Other Economics and Business Items of Note and Miscellanea

Goldman Sachs: "An Update on Student Loans: A Bigger Headwind but Still Not a Deal Breaker" (Calculated Risk)  Student debt burden on young households has increased and it has become a bigger headwind to housing demand compared to a few years ago, but the sheer number of millennials who are currently in their 20s and whose housing consumption should increase sharply in the coming years will support aggregate housing demand over the next decade and beyond.

Comcast Deal Collapse Would Kill Other Mergers in Domino Effect (Bloomberg)  Staff attorneys at the Justice Department’s antitrust division are reported nearing a recommendation to block Comcast’s plan to buy Time Warner Cable and combine the two largest U.S. cable providers.  Econintersect:  Blocking this deal will significantly increase competition in the broadband space and give the U.S. a chance of catching up with the rest of the world.

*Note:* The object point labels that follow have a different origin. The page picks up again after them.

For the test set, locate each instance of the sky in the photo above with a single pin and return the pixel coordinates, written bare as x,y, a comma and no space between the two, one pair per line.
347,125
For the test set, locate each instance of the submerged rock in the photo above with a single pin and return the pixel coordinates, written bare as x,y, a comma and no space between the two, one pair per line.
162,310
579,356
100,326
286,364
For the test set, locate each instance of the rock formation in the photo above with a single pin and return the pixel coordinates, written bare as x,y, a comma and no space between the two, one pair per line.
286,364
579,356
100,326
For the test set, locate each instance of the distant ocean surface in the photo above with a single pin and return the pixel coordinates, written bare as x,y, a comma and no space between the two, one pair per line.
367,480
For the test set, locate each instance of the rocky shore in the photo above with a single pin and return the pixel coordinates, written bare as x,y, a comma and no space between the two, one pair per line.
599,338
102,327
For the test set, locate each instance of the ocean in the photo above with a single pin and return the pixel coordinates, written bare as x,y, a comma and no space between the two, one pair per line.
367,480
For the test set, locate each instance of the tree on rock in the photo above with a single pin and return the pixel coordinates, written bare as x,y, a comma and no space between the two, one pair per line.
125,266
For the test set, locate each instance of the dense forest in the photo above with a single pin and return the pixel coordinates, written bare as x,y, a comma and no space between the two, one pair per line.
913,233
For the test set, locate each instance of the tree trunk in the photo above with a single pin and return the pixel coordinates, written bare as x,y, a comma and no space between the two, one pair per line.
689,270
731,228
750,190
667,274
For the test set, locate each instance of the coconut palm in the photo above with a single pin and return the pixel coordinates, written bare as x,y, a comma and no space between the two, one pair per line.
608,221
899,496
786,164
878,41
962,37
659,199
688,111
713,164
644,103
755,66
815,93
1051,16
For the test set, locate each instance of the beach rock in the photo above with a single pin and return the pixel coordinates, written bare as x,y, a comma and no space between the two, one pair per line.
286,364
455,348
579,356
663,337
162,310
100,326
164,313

Review: Some of what is wrong with economics (Edward Chancellor, Reuters)   A well-known economics historian (author of Devil Take the Hindmost: a History of Financial Speculation, highly recommended by Econintersect) has written a review of Hubris: Why Economists Failed to Predict the Crisis and How to Avoid the Next One by Indian-born British economist Meghnad Desai.  Chancellor says that Desai "relishes exposing the flaws of his field" but when he discusses forward-looking options he is "vitiated by his own weaknesses as an economist".

Regarding Desai's discussion of history, part of Chancellor's commentary invokes a criticism of attempts to make economics a science.  His summary of Desai's attempt includes:

Desai suggests that many of the flaws of economics derive from the attempt to turn the subject into a science; a development he traces back to the father of classical economics, David Ricardo, who theorised that the economy tends naturally towards equilibrium. Such a balanced state can be modelled mathematically with ease, allowing economists to satisfy their “physics envy.” As Desai points out, modern economists are wedded to mathematical models, despite the models’ reliance on highly unrealistic assumptions about the real world.

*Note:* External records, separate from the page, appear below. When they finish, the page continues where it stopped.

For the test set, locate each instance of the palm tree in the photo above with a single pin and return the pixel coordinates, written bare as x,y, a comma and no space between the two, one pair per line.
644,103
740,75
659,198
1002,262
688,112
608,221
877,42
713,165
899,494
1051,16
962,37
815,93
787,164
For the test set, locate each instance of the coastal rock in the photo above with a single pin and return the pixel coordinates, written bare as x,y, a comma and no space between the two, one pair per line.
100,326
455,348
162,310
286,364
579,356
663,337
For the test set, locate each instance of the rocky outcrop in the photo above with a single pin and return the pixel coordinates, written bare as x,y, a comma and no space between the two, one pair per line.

Chancellor criticizes Desai for lack of understanding of modern money and banking and finance, discussing some examples.  But then Chancellor himself provides a disappointingly shallow concluding paragraph:

If economics is to regain its status as a serious intellectual discipline, economists must be prepared to relinquish their mathematical models and rekindle the intellectual breadth that the subject has lost since Adam Smith’s day. Since the Lehman bust, they have made distressingly little progress.